Commit Graph

131 Commits

Author SHA1 Message Date
dyoung 72f0a6dfb0 Eliminate address family-specific route caches (struct route, struct
route_in6, struct route_iso), replacing all caches with a struct
route.

The principle benefit of this change is that all of the protocol
families can benefit from route cache-invalidation, which is
necessary for correct routing.  Route-cache invalidation fixes an
ancient PR, kern/3508, at long last; it fixes various other PRs,
also.

Discussions with and ideas from Joerg Sonnenberger influenced this
work tremendously.  Of course, all design oversights and bugs are
mine.

DETAILS

1 I added to each address family a pool of sockaddrs.  I have
  introduced routines for allocating, copying, and duplicating,
  and freeing sockaddrs:

        struct sockaddr *sockaddr_alloc(sa_family_t af, int flags);
        struct sockaddr *sockaddr_copy(struct sockaddr *dst,
                                       const struct sockaddr *src);
        struct sockaddr *sockaddr_dup(const struct sockaddr *src, int flags);
        void sockaddr_free(struct sockaddr *sa);

  sockaddr_alloc() returns either a sockaddr from the pool belonging
  to the specified family, or NULL if the pool is exhausted.  The
  returned sockaddr has the right size for that family; sa_family
  and sa_len fields are initialized to the family and sockaddr
  length---e.g., sa_family = AF_INET and sa_len = sizeof(struct
  sockaddr_in).  sockaddr_free() puts the given sockaddr back into
  its family's pool.

  sockaddr_dup() and sockaddr_copy() work analogously to strdup()
  and strcpy(), respectively.  sockaddr_copy() KASSERTs that the
  family of the destination and source sockaddrs are alike.

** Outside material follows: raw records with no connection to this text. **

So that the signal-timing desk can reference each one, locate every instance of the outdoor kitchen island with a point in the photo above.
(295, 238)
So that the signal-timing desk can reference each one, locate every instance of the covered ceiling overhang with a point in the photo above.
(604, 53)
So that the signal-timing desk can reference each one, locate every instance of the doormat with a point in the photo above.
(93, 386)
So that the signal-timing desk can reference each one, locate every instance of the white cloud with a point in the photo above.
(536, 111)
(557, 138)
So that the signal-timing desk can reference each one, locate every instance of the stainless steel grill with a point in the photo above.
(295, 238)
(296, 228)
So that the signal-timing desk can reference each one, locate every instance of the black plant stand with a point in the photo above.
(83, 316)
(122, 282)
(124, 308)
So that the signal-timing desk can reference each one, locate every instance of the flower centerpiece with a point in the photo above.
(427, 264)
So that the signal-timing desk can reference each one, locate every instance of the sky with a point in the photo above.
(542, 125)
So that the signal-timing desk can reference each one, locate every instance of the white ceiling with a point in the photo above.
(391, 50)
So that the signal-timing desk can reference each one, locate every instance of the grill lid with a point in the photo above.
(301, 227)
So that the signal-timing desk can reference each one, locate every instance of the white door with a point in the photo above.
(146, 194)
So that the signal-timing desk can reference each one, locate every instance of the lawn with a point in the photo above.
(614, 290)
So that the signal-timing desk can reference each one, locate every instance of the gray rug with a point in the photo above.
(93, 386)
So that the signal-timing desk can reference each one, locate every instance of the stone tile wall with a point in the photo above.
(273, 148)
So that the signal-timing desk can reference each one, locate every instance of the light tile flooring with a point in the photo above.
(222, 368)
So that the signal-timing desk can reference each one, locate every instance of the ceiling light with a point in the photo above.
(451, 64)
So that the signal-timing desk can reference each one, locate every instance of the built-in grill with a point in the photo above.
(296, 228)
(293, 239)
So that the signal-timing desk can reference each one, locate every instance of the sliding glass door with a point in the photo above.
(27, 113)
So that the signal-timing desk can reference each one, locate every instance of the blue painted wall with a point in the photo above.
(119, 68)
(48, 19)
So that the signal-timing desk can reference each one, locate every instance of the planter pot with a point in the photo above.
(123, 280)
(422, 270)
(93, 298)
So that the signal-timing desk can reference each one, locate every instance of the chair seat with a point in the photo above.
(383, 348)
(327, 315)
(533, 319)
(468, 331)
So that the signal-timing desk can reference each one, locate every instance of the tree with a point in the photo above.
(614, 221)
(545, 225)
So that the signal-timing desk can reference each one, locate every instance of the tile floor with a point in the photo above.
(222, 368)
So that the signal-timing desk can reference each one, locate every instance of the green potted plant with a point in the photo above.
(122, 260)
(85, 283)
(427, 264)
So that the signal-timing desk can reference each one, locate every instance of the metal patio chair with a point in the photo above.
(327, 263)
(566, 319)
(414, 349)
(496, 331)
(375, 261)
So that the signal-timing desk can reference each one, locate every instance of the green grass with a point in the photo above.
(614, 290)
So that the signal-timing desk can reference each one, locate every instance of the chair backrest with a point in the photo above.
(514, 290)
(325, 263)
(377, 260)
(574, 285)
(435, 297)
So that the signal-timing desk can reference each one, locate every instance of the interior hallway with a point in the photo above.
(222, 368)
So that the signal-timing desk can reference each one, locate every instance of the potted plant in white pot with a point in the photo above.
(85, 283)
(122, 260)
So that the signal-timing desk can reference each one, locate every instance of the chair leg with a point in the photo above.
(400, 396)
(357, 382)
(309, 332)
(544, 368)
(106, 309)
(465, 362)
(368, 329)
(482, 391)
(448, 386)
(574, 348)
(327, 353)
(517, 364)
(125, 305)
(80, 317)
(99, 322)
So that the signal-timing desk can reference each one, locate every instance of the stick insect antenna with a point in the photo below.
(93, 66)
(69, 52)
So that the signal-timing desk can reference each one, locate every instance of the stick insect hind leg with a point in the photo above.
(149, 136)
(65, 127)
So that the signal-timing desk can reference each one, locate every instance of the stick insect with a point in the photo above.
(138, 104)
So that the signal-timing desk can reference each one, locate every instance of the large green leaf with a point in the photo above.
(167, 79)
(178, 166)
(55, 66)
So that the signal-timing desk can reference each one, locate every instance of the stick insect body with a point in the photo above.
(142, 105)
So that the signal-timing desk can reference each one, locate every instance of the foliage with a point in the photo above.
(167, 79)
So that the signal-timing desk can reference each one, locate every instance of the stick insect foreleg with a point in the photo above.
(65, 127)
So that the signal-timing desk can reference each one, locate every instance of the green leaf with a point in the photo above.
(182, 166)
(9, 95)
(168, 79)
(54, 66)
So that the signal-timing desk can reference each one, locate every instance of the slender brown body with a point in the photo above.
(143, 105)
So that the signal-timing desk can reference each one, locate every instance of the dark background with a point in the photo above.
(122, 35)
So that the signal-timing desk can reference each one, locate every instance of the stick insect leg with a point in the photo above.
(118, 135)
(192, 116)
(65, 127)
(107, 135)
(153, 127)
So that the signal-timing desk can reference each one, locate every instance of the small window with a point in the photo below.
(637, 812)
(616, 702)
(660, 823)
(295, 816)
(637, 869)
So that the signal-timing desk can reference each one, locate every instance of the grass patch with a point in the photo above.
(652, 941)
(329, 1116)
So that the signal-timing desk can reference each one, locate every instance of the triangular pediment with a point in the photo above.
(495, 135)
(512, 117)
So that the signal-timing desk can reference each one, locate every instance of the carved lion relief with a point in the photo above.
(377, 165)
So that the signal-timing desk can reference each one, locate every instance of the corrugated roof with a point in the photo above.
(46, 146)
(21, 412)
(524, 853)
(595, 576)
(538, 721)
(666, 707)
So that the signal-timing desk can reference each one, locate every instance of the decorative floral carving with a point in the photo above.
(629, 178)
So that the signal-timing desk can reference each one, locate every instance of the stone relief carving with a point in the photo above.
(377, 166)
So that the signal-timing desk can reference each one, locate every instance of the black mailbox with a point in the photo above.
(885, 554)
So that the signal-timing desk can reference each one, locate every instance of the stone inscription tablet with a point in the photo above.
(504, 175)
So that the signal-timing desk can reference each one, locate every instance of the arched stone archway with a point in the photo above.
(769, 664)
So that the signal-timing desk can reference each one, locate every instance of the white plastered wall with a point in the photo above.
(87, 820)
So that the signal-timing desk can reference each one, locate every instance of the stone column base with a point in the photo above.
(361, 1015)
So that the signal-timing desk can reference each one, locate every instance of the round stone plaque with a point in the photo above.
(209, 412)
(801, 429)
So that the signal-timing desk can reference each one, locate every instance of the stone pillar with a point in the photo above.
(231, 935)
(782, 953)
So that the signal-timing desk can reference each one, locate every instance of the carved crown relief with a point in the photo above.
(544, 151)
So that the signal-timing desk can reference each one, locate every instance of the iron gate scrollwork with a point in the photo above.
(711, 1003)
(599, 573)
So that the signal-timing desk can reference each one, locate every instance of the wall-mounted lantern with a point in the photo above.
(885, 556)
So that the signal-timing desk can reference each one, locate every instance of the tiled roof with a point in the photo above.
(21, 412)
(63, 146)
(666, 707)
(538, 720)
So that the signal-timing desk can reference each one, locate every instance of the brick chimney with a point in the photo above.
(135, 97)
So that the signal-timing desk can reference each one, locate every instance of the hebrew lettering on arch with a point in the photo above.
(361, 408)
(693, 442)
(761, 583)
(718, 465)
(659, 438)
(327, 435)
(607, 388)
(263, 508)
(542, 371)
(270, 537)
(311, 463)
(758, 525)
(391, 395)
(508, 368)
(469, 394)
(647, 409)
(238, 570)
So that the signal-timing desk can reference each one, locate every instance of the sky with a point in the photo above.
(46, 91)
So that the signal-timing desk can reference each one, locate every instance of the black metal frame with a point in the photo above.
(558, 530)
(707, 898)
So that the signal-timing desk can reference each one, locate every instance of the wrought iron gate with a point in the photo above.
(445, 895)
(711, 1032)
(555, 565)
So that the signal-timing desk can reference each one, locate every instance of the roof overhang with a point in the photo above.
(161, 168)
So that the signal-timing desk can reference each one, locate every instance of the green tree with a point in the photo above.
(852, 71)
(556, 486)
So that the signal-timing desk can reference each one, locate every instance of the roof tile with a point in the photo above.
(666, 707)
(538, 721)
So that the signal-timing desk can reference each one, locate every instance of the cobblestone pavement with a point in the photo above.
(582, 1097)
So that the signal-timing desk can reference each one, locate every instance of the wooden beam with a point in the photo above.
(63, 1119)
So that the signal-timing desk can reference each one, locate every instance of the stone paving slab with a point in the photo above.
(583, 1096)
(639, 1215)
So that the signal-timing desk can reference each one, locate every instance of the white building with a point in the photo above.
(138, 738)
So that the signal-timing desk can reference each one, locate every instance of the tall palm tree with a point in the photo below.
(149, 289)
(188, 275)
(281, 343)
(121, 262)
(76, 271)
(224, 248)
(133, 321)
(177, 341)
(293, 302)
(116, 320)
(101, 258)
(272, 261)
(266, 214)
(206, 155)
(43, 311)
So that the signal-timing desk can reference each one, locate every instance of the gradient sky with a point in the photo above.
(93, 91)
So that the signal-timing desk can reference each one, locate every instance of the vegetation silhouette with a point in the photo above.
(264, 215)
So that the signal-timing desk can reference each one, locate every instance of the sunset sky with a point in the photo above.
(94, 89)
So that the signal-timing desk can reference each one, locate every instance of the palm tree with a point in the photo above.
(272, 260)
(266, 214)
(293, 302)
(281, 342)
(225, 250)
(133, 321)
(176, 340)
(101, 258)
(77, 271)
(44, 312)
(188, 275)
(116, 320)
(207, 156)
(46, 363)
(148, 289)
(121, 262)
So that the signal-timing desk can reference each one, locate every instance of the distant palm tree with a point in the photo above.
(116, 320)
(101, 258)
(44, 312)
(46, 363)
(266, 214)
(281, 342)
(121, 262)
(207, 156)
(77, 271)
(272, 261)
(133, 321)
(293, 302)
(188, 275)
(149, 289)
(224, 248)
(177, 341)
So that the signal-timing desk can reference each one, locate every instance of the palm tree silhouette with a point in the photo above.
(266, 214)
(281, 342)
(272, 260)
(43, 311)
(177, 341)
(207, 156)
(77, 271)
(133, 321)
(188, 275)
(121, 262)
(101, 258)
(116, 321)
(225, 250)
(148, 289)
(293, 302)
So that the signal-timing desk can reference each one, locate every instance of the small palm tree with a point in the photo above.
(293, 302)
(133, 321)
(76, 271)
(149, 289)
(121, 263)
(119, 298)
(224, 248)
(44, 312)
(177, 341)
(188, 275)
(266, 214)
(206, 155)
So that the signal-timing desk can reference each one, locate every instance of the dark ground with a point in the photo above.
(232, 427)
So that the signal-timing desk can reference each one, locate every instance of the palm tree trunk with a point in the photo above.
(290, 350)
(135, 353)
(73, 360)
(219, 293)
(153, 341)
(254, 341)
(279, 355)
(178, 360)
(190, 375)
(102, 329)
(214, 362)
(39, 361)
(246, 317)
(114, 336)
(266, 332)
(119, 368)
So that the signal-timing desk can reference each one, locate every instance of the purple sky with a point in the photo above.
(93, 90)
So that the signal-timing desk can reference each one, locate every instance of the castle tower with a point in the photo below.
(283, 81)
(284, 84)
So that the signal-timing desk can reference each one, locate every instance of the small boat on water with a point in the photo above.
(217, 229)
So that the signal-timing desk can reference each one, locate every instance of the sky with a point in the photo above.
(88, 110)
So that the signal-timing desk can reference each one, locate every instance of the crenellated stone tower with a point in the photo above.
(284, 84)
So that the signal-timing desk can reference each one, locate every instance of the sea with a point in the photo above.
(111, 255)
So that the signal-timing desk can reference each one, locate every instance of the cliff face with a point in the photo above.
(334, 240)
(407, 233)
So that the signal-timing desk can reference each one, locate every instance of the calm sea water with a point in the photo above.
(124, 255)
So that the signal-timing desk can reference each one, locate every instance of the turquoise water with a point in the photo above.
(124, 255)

  The 'flags' argumet for sockaddr_alloc() and sockaddr_dup() is
  passed directly to pool_get(9).

2 I added routines for initializing sockaddrs in each address
  family, sockaddr_in_init(), sockaddr_in6_init(), sockaddr_iso_init(),
  etc.  They are fairly self-explanatory.

3 structs route_in6 and route_iso are no more.  All protocol families
  use struct route.  I have changed the route cache, 'struct route',
  so that it does not contain storage space for a sockaddr.  Instead,
  struct route points to a sockaddr coming from the pool the sockaddr
  belongs to.  I added a new method to struct route, rtcache_setdst(),
  for setting the cache destination:

        int rtcache_setdst(struct route *, const struct sockaddr *);

  rtcache_setdst() returns 0 on success, or ENOMEM if no memory is
  available to create the sockaddr storage.

  It is now possible for rtcache_getdst() to return NULL if, say,
  rtcache_setdst() failed.  I check the return value for NULL
  everywhere in the kernel.

4 Each routing domain (struct domain) has a list of live route
  caches, dom_rtcache.  rtflushall(sa_family_t af) looks up the
  domain indicated by 'af', walks the domain's list of route caches
  and invalidates each one.
2007-05-02 20:40:22 +00:00
christos 53524e44ef Kill caddr_t; there will be some MI fallout, but it will be fixed shortly. 2007-03-04 05:59:00 +00:00
dyoung 5493f188c7 KNF: de-__P, bzero -> memset, bcmp -> memcmp. Remove extraneous
parentheses in return statements.

Cosmetic: don't open-code TAILQ_FOREACH().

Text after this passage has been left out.